As I mentioned here, I've been listening to David Platt like crazy. I've nearly finished his "Radical" series now and Britt and I have realized just how much stuff we have and how much more money we could give for the sake of those who are in so much need.

The fact that I didn't notice this sort of thing sooner is troubling. How could I live so selfishly with my money? How can I justify spending so much money on food, drinks, and books, while people who can't read die of starvation and thirst? How come I don't more readily see myself as the Rich Young Ruler? How come I have so long glossed over the many Biblical passages that tell me that murderers, adulterers, and those who neglect the poor are all in the same boat?

What Platt constantly reminds me is this: none of the pleasures of this world are greater than relationship with Christ. It is, as he says, almost unreasonable to call it "sacrifice" when we give away our earthly possessions when we consider how much greater is the reward of Christ. As all of my Reformed heroes have taught me, so I am reminded: there is nothing in this world as good as knowing Jesus Christ. When compared with this, every other pleasure looks more and more like I'm getting ripped off.

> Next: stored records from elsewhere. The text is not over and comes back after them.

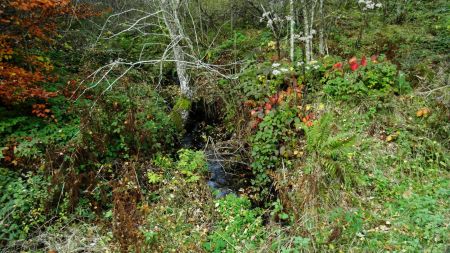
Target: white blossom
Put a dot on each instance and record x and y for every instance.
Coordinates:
(276, 72)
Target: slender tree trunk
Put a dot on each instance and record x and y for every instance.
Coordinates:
(321, 30)
(292, 29)
(306, 31)
(171, 20)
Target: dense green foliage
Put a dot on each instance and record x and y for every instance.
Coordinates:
(348, 152)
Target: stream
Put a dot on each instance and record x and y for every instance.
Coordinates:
(218, 181)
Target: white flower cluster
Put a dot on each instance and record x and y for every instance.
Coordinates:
(369, 4)
(276, 71)
(271, 19)
(310, 65)
(305, 38)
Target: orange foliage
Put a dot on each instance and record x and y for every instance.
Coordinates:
(28, 26)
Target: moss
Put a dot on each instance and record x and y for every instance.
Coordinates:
(182, 104)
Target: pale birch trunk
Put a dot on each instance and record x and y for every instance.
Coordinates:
(170, 15)
(171, 20)
(306, 31)
(321, 30)
(292, 29)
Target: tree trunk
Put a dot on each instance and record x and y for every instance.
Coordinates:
(306, 31)
(292, 29)
(171, 20)
(321, 30)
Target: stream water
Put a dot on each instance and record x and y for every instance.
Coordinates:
(219, 181)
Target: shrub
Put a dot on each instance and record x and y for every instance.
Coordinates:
(367, 79)
(191, 164)
(127, 121)
(239, 228)
(22, 204)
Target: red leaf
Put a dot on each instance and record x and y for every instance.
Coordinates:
(338, 65)
(352, 60)
(364, 61)
(374, 58)
(354, 66)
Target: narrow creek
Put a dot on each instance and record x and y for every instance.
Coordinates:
(219, 180)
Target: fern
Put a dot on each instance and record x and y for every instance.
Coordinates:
(329, 152)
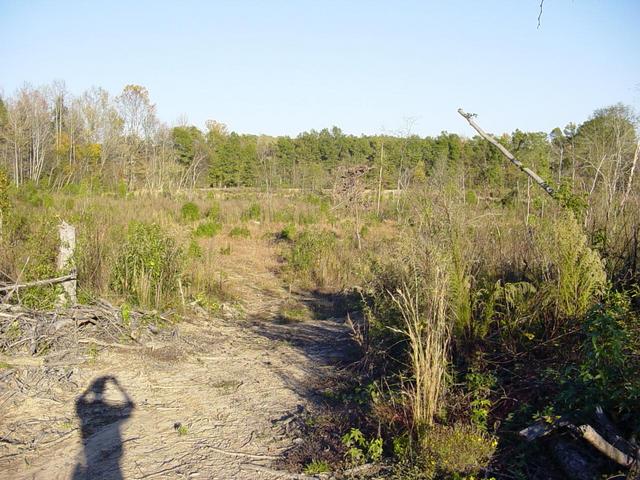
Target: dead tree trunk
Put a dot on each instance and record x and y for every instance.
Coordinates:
(66, 262)
(533, 175)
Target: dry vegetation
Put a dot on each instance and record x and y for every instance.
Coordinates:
(477, 311)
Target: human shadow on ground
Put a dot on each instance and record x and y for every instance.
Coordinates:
(100, 423)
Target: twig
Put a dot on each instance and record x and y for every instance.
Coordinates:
(540, 13)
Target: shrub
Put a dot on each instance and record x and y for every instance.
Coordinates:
(577, 271)
(254, 212)
(240, 232)
(459, 449)
(148, 266)
(288, 233)
(317, 466)
(207, 229)
(213, 213)
(190, 212)
(308, 250)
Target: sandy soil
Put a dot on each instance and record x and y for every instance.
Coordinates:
(210, 400)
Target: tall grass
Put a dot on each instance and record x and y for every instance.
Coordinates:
(427, 327)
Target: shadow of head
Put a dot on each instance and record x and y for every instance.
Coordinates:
(96, 408)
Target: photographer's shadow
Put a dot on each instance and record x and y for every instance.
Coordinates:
(100, 423)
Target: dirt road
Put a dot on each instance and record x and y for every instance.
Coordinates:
(212, 400)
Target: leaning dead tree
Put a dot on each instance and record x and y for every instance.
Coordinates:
(533, 175)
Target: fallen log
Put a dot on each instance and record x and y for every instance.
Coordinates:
(588, 433)
(38, 283)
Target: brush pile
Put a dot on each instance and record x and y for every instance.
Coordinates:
(23, 330)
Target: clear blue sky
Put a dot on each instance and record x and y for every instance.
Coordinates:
(281, 67)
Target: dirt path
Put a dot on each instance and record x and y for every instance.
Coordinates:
(213, 402)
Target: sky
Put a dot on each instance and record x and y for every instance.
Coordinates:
(283, 67)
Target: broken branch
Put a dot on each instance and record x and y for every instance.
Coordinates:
(533, 175)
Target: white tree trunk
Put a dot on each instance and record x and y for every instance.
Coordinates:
(66, 262)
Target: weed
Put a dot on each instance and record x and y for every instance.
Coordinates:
(459, 449)
(207, 229)
(254, 212)
(359, 450)
(148, 266)
(317, 466)
(189, 212)
(238, 231)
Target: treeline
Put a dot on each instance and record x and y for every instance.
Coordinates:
(49, 136)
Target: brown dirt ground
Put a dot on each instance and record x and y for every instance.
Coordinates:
(212, 400)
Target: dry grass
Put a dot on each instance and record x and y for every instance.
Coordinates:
(427, 328)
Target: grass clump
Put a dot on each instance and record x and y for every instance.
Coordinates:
(207, 229)
(242, 232)
(190, 212)
(148, 266)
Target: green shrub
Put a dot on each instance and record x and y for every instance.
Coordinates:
(213, 213)
(148, 266)
(577, 271)
(459, 449)
(254, 212)
(288, 233)
(606, 374)
(240, 232)
(190, 212)
(308, 249)
(317, 466)
(207, 229)
(359, 449)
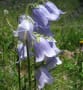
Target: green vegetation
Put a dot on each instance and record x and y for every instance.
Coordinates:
(67, 31)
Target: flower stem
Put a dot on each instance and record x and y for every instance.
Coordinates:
(19, 78)
(29, 68)
(34, 74)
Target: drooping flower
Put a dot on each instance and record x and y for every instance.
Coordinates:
(52, 8)
(53, 45)
(43, 49)
(44, 30)
(22, 51)
(43, 77)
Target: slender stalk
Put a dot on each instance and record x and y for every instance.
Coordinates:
(34, 74)
(19, 78)
(29, 68)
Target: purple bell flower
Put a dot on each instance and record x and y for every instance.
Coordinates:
(43, 30)
(52, 8)
(43, 77)
(56, 49)
(22, 51)
(42, 49)
(39, 16)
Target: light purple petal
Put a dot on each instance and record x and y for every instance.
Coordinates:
(52, 8)
(39, 16)
(53, 45)
(43, 77)
(45, 30)
(58, 61)
(22, 51)
(25, 29)
(43, 49)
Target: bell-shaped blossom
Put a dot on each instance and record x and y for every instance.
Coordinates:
(51, 62)
(42, 15)
(45, 30)
(39, 16)
(43, 77)
(25, 28)
(53, 45)
(52, 8)
(42, 49)
(22, 51)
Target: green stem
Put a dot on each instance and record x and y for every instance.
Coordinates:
(34, 74)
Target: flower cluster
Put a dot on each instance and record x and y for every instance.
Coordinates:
(36, 30)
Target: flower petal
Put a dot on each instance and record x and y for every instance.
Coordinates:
(39, 16)
(52, 8)
(43, 77)
(43, 49)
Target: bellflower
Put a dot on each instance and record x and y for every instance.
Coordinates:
(51, 62)
(42, 49)
(53, 45)
(52, 8)
(43, 77)
(39, 16)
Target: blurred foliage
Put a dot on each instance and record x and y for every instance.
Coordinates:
(67, 31)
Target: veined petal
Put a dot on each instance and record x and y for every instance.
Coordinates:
(51, 62)
(43, 77)
(25, 29)
(43, 49)
(58, 61)
(53, 45)
(52, 8)
(44, 30)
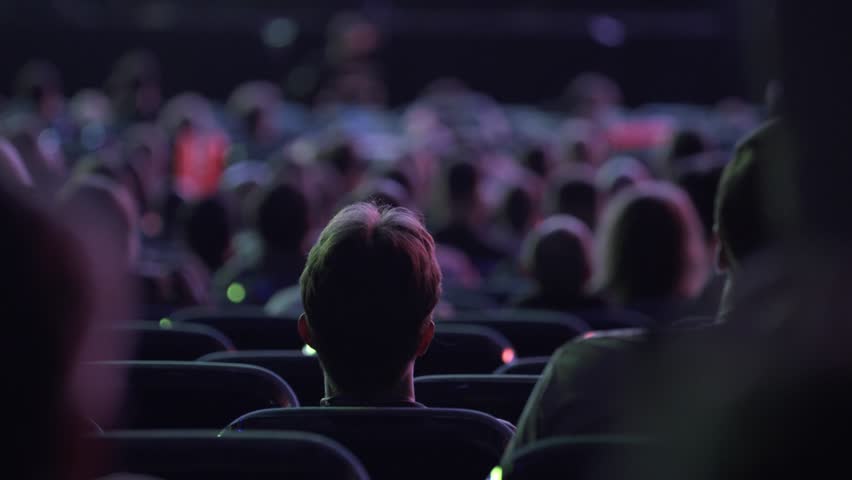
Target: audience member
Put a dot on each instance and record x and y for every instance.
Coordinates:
(651, 253)
(558, 255)
(369, 288)
(280, 216)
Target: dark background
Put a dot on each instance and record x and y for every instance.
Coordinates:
(673, 50)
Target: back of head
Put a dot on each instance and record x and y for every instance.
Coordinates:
(370, 285)
(651, 245)
(700, 180)
(462, 182)
(578, 197)
(743, 216)
(558, 255)
(102, 205)
(282, 218)
(47, 299)
(207, 231)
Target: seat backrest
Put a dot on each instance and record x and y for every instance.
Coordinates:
(203, 454)
(581, 457)
(458, 348)
(192, 394)
(395, 443)
(503, 396)
(250, 328)
(531, 332)
(302, 372)
(170, 341)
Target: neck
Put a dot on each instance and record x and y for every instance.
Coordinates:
(403, 390)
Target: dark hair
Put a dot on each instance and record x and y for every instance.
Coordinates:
(651, 245)
(370, 283)
(558, 255)
(742, 215)
(577, 197)
(47, 298)
(281, 216)
(207, 231)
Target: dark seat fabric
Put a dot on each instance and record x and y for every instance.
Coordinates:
(303, 373)
(395, 443)
(459, 348)
(192, 394)
(524, 366)
(170, 341)
(581, 457)
(250, 328)
(194, 454)
(503, 396)
(531, 332)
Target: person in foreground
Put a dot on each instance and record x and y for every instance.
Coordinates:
(369, 287)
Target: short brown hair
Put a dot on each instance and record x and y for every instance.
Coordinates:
(370, 283)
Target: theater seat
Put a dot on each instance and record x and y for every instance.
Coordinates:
(400, 443)
(524, 366)
(204, 455)
(192, 394)
(458, 348)
(250, 328)
(503, 396)
(170, 341)
(580, 458)
(531, 332)
(303, 373)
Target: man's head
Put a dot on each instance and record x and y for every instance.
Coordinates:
(281, 215)
(742, 215)
(369, 288)
(558, 254)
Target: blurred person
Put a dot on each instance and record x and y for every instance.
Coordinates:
(651, 255)
(134, 85)
(621, 172)
(52, 295)
(464, 229)
(575, 195)
(281, 217)
(558, 256)
(12, 168)
(684, 144)
(207, 231)
(369, 289)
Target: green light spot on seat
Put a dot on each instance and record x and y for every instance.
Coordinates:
(236, 293)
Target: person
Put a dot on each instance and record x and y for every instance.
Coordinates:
(651, 254)
(280, 216)
(369, 288)
(558, 255)
(49, 297)
(463, 230)
(207, 231)
(577, 196)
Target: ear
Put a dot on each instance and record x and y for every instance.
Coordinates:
(426, 337)
(305, 330)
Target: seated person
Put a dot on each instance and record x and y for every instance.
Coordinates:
(369, 288)
(557, 254)
(281, 219)
(587, 385)
(651, 253)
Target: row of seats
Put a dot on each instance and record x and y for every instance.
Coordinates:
(209, 395)
(407, 443)
(531, 332)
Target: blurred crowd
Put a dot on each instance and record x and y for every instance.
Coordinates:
(579, 205)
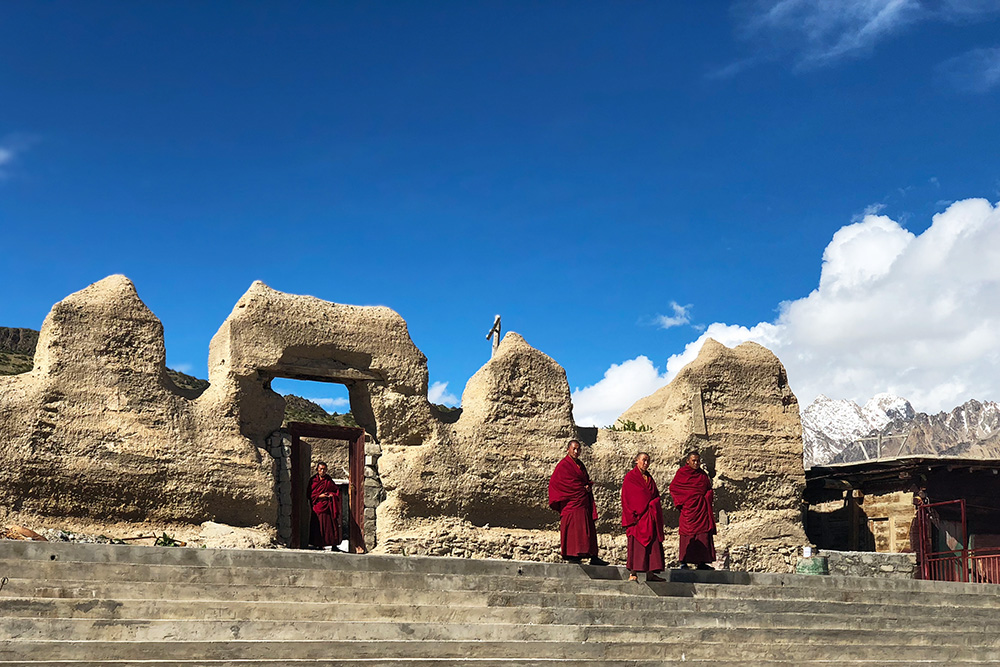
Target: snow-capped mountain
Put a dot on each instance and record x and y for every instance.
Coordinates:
(829, 425)
(833, 430)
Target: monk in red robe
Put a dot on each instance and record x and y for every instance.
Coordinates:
(325, 498)
(642, 517)
(691, 490)
(571, 494)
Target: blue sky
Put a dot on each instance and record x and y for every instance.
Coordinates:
(586, 169)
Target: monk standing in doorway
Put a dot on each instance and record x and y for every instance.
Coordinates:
(692, 494)
(642, 517)
(325, 498)
(571, 494)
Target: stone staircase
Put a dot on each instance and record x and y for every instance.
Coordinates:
(89, 605)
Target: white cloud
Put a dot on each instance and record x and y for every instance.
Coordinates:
(975, 71)
(820, 32)
(918, 316)
(332, 404)
(680, 317)
(438, 394)
(915, 315)
(623, 384)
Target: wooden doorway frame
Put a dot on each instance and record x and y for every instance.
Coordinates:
(301, 468)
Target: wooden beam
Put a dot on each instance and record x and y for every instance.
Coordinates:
(322, 373)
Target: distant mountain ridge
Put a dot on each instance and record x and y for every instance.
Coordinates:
(840, 431)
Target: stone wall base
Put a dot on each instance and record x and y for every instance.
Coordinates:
(871, 564)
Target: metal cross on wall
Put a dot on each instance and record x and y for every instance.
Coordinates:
(494, 334)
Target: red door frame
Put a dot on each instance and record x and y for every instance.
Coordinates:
(356, 472)
(934, 564)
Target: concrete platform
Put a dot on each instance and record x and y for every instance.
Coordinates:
(81, 604)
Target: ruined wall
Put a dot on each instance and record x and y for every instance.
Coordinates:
(734, 406)
(98, 431)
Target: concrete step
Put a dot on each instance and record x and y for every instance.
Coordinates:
(62, 579)
(188, 598)
(266, 561)
(145, 630)
(97, 604)
(697, 614)
(463, 662)
(705, 648)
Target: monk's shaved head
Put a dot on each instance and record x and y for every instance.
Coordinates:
(573, 448)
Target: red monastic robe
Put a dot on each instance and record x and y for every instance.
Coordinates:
(692, 493)
(642, 517)
(326, 511)
(570, 495)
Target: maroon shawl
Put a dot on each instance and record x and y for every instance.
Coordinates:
(319, 485)
(642, 514)
(692, 494)
(569, 487)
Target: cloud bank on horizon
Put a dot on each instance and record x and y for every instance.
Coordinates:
(914, 315)
(818, 33)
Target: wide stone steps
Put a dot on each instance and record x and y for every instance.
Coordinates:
(649, 614)
(79, 605)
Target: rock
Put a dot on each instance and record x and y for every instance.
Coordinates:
(220, 536)
(98, 431)
(493, 465)
(733, 406)
(99, 402)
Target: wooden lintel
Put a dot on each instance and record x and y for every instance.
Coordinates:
(319, 373)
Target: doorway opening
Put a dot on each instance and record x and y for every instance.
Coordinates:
(301, 464)
(324, 429)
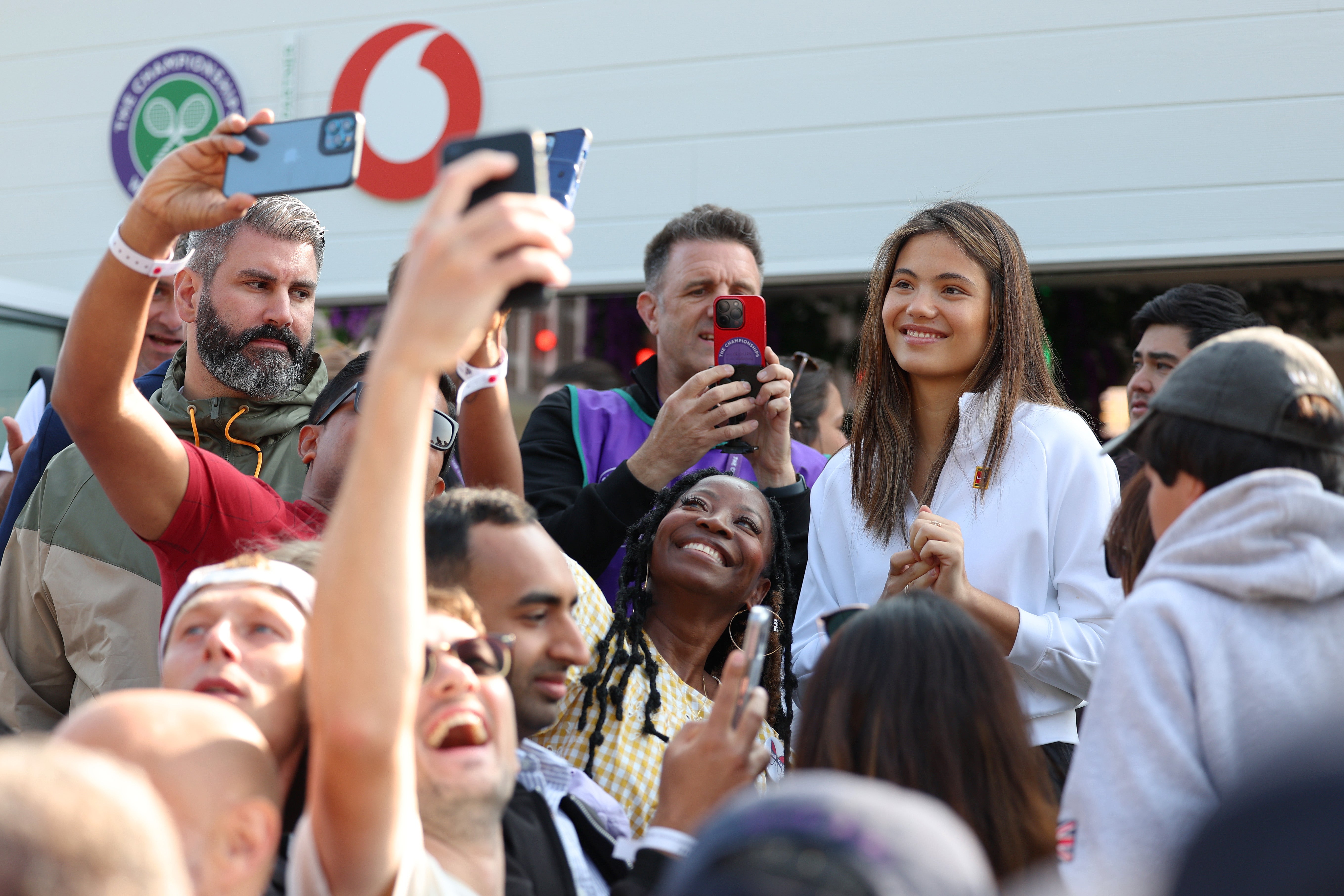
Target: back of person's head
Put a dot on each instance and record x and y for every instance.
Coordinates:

And so, our Lord says, the kingdom of heaven is like a treasure hidden in a field, which a man found and covered up. Then in his joy he goes and sells all that he has and buys that field. Will I be the Rich Young Ruler who laments Jesus' call to sell my many possessions and so rejects him, or will I joyfully sell it for the greater treasure?

Lord, make me like the disciples who dropped their nets to follow you.